CJ McCollum- 4 years, $106 million
Portland has a lot committed to several of its young players, but this was a deal they didn’t mind making. McCollum was the league’s Most Improved player last season after averaging 20.8 points and 4.3 assists per game and gives the Blazers another dynamic scorer to pair with Damian Lillard. It’s still unclear if a Lillard-McCollum backcourt can be good enough defensively, but locking up two 20-point scorers for the next four seasons is an easy call.
Steven Adams- 4 years, $100 million
Adams has taken huge strides the last two seasons and is closing in on becoming one of the best centers in the game. He’s a physical force inside and has developed great pick-and-roll chemistry with Russell Westbrook.

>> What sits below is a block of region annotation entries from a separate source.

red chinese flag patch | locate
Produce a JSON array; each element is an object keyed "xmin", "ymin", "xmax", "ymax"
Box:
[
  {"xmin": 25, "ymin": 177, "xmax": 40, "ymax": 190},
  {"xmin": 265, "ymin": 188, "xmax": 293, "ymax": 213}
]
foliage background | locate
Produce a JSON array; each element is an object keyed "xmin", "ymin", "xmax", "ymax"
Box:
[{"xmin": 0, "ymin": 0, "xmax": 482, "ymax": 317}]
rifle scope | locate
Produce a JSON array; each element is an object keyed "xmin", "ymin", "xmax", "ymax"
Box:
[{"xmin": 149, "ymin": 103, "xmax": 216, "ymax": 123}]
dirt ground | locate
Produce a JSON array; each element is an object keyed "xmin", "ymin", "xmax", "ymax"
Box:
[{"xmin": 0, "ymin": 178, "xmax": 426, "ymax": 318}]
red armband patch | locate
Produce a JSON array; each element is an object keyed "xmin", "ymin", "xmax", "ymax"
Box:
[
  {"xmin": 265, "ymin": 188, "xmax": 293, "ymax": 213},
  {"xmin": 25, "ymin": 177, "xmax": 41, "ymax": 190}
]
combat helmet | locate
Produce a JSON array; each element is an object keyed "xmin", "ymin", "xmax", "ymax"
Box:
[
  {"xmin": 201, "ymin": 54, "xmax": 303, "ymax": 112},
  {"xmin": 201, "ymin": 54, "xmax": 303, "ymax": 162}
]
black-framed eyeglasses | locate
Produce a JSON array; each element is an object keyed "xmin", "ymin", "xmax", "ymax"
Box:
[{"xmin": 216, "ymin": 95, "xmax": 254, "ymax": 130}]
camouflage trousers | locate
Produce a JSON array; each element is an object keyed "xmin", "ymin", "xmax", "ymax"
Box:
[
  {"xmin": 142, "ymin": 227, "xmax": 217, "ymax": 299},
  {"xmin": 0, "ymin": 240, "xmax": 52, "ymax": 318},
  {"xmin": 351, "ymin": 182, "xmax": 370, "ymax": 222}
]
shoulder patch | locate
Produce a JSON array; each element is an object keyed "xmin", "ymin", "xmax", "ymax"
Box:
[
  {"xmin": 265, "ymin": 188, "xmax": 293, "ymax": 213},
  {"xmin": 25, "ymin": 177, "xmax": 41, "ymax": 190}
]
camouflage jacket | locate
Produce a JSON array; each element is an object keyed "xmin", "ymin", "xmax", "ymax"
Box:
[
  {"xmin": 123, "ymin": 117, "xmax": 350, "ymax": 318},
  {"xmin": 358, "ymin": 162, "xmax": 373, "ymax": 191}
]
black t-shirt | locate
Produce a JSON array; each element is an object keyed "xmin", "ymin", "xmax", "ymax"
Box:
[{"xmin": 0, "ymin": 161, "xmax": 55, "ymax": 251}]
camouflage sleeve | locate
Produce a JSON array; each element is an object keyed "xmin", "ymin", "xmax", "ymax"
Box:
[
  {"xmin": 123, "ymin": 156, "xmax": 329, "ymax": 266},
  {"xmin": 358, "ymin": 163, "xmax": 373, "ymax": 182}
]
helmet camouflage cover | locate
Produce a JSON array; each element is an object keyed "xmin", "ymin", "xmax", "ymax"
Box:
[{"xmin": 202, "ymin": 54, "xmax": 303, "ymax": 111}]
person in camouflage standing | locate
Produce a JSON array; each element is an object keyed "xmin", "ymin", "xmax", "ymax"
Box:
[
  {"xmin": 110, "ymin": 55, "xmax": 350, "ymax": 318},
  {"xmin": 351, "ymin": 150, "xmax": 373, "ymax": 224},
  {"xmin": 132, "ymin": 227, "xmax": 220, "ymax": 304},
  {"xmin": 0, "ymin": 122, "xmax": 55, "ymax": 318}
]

He isn’t as mobile as you might like and he’ll never help spread the floor, but, if he can protect the rim at an elite level, this is a great deal.
Leaning Yes, But Hesitant
Rudy Gobert- 4 years, $101 million
The Stifle Tower, or the French Rejection, if you prefer, is good. He was one of the best rim protectors in the game last season: opponents shot just 41 percent at the rim against him, the best mark in the league, according to NBA.com. In a vacuum that would make him worth this deal. But the Jazz still need to figure out if his game can coexist with Derrick Favors and his injury history (he played just 60 games last year after an MCL sprain in December) isn’t perfect.
The Jazz are facing a lot of uncertainty going forward. I like the team they’ve assembled this season, but Gordon Hayward and George Hill can be a free agents this summer and Derrick Favors will be on an expiring contract next season. This feels like the kind of deal a contending team would make and, while I think the Jazz will get close this season, its hard to know if they’re for real.
Are You Sure?
Victor Oladipo- 4 years, $84 million
This is a tough one. Oladipo clearly has talent and drive. But he’s been very inconsistent and his jumper remains a question mark, making him a tough player to commit to in a league that keeps shooting more threes every year. Still, the Thunder probably couldn’t afford to lose him and he likely would have gotten more than this in restricted free agency. The Thunder clearly wanted to lock in young players now and try to figure it all out later. It’s hard to blame them.
Dennis Schroder- 4 years, $70 million
The Hawks likely decided to make Schroder their point guard of the future when they traded Jeff Teague prior to the draft last June. He came into the league very raw and has shown flashes, but his inconsistency makes this deal a head-scratcher. The Hawks predicament is understandable- its not hard to see a team offering Schroder a max-deal in restricted free agency- but this feels like a big commitment to a player who started just 16 games before this season. His shot comes and goes and his decision-making has seemingly frustrated coach Mike Budenholzer at times. We’ll see if he shines in increased minutes this season.
Rotational Big Men
Cody Zeller- 4 years, $56 million
Gorgui Dieng- 4 years, $64 million
This is the new NBA. These kinds of solid, but unspectacular big man are going to get seven-figure deals. Zeller is deceptively nimble and plays well in a system that demands hard work. Dieng will likely never be great, but he’s developed a solid midrange jumpshot and is more than capable of banging down low and absorbing a few blows to keep Karl Anthony-Towns in one piece.
Again, these deals may seem expensive, but remember that Timofey Mozgov and Joakim Noah are both getting about $16 million for this season and the three after that. Who would you rather have?